If you’ve ever taken a Medical Anthropology or Complimentary and Alternative Medicine course or read any literature on holistic healing practices, chances are you’ve become familiar with the short-comings of Western Medicine in separating the “mind” and “body” when approaching treatment plans. Example: Chemotherapy as a treatment for those living with cancer is separated from cancer support groups. Here, the “body” takes the front seat in aggressive care measures while care for the “mind” is coined as optional and not completely necessary. Now, I understand this and so did many of my peers with whom I took these eye-opening courses with and discussed the literature of my favorite bad-ass anthropologists and public health professionals. And from my own experiences, this knowledge base has only been applicable in my academic and professional life. I’ve cited this theory in my feminist health articles and papers. I’ve had cunty conversations with like-minded public health workin’ folks like myself. I’ve even worked on a thesis extending this theory (topic was “PMS” as a diagnosis used to treat the female body rather than the social understandings that make female menstruation “abnormal”). You can say that I’m committed, but its continuing rewards in understanding came only 2 days ago.
Now, stay with me. Many of experiences are understood either mentally or bodily. There’s a Western notion that defines “you” as your personality and “soul.” The rest, the physical, is just a mere presence. But how does this affect intimate relationships between people.
- To love one’s personality is to “truly” love said person. Loving appearance is seen as secondary and, if primary, shallow.

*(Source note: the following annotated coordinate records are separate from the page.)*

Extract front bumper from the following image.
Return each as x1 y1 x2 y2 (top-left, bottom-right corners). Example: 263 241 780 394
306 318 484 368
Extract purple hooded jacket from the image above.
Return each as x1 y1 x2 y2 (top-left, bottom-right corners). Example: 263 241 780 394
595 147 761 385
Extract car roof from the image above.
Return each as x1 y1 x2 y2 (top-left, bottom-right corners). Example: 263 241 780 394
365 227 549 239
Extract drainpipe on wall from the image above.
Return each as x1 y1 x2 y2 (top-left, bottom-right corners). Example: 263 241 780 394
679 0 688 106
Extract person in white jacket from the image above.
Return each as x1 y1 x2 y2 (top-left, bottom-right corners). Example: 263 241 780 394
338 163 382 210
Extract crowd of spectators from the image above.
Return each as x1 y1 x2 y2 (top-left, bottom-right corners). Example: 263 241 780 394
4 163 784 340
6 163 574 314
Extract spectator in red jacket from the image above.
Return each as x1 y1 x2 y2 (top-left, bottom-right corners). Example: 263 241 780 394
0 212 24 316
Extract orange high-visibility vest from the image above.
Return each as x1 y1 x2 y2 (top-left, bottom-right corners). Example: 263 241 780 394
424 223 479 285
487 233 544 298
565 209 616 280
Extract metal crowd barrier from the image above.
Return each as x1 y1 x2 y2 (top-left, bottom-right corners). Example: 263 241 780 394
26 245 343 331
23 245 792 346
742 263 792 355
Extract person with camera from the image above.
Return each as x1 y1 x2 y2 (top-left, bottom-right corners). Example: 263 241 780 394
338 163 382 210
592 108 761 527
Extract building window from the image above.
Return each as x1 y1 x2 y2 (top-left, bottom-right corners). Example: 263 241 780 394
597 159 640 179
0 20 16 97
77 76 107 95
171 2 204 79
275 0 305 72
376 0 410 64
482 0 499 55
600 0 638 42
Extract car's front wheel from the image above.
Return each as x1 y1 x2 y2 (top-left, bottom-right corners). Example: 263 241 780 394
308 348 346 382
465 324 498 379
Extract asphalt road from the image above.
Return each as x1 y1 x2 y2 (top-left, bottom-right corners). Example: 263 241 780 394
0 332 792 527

- Relationships are understood as dialogue communication and verbal understandings. Bodily interactions (sexual intercourse and foreplay, physical intimacy, etc.) are supplements and are separate.
- Sex (bodily pleasures) between peoples means “nothing” without the foundation of a defined, heteronormative (in that it’s monogamous and adheres by social norms of appropriate actions) relationships.
I’ve been a believer of all of these notions at one point or another. Parts have been challenged as I’ve broadened my understandings, but for the most part, they have been taken for granted as truths. BUT, what’s wrong with sex being an equal or, brace yourselves…. bigger, component of an intimate relationships between peoples? It has been researched by sexual pioneers like Betty Dodson that sex heals, it brings people together in real ways. And let’s face it, if you’ve ever had the pleasure of having an orgasm with yourself or another or others, sex feels great.
But back to the mind/body conundrum… I argue that holistic attraction, one that doesn’t separate one’s personality from the physical extension of it, would allow perhaps resulting intimacies and relationships to be about both sex and appreciating verbal connections. On the same note, sex without the label of partner/boyfriend/girlfriend/spouse/fiance (whatever tickles your fancy) is still a relationship that should be valued, respected and appreciated. In the same way that sexual pleasures should be a component between partners, verbal respect and understanding should be a component of sexual encounters between individuals. Keeping them separate let’s many go unable to explore desired sexual experiences with their partners, sexual abuse, lack of respect toward sexual partners, etc.
I completely realize that this is a short blog post. I do not wish to be appear unaware of the diversity found in intimate relationships between people and the many encounters and connections people seek. But let this be a piece of the never ending puzzle of relationships.
Maybe once we all bring our bodily pleasures up to speed with the parts of relationships that are valued so highly (financial stability, conversation, getting to know one another, marriage counselling) the displeasure many of us find can be somewhat avoided.
I plan on extending this post. Growing with it. I know my understanding is limited and is itching for additional perspectives. Feel free to comment with criticisms and your continuing inputs.